A pro-LGBTQ+ festival held in Lviv, Ukraine was attacked and besieged by far-right protestors. Despite threats received earlier in the week, organisers at Lviv Equality Fest angered anti-gay groups by stating that the event would continue as planned. Shortly after the event began, around 200 protestors surrounded the event venue. LGBTQ+ campaigners attempted to continue with events until a bomb threat made to local law enforcement forced the event to be evacuated. Eyewitnesses on Twitter also reported that police stood by as LGBTQ+ campaigners were attacked with bricks and stones. The attack on demonstrators mirrors similar anti-gay protests seen in 2015 and 2014 by far-right groups across the country.


A state visit by Ghanaian President John Dramani Mahama has angered Scottish LGBTQ+ activists and politicians. Members of the Scottish Parliament called for their government to confront Mahama’s anti-gay policies during a visit to Holyrood earlier this week. Mahama, whose government has overseen ongoing persecution of LGBTQ+ citizens, visited Scotland to receive an honorary degree from the University of Aberdeen.

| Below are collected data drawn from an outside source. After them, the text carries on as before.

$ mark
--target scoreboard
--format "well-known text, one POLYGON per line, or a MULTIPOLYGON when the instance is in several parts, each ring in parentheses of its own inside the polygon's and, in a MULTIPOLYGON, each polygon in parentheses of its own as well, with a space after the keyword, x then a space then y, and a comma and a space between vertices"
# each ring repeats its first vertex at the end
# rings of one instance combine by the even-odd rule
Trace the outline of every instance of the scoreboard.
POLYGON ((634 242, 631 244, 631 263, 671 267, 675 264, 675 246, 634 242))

In Kutaisi, Georgia, LGBTQ+ NGO Identoba held a small protest against the government’s recent approach to LGBTQ+ rights. In particular, campaigners are concerned over a draft bill that may help to ban same-sex marriage at a constitutional level. The protest marks one of the group’s only public events held since anti-gay protestors attacked a pro-equality march on the International Day Against Homohphobia in 2013, which has led many groups to fear similar actions in recent years.


Over 100 French doctors have admitted to helping same-sex couples conceive children in protest against discriminatory fertilisation laws. Although in-vitro fertilisation is legal in France, local laws restrict same-sex partners in accessing the treatments, as well as other similar surrogacy procedures.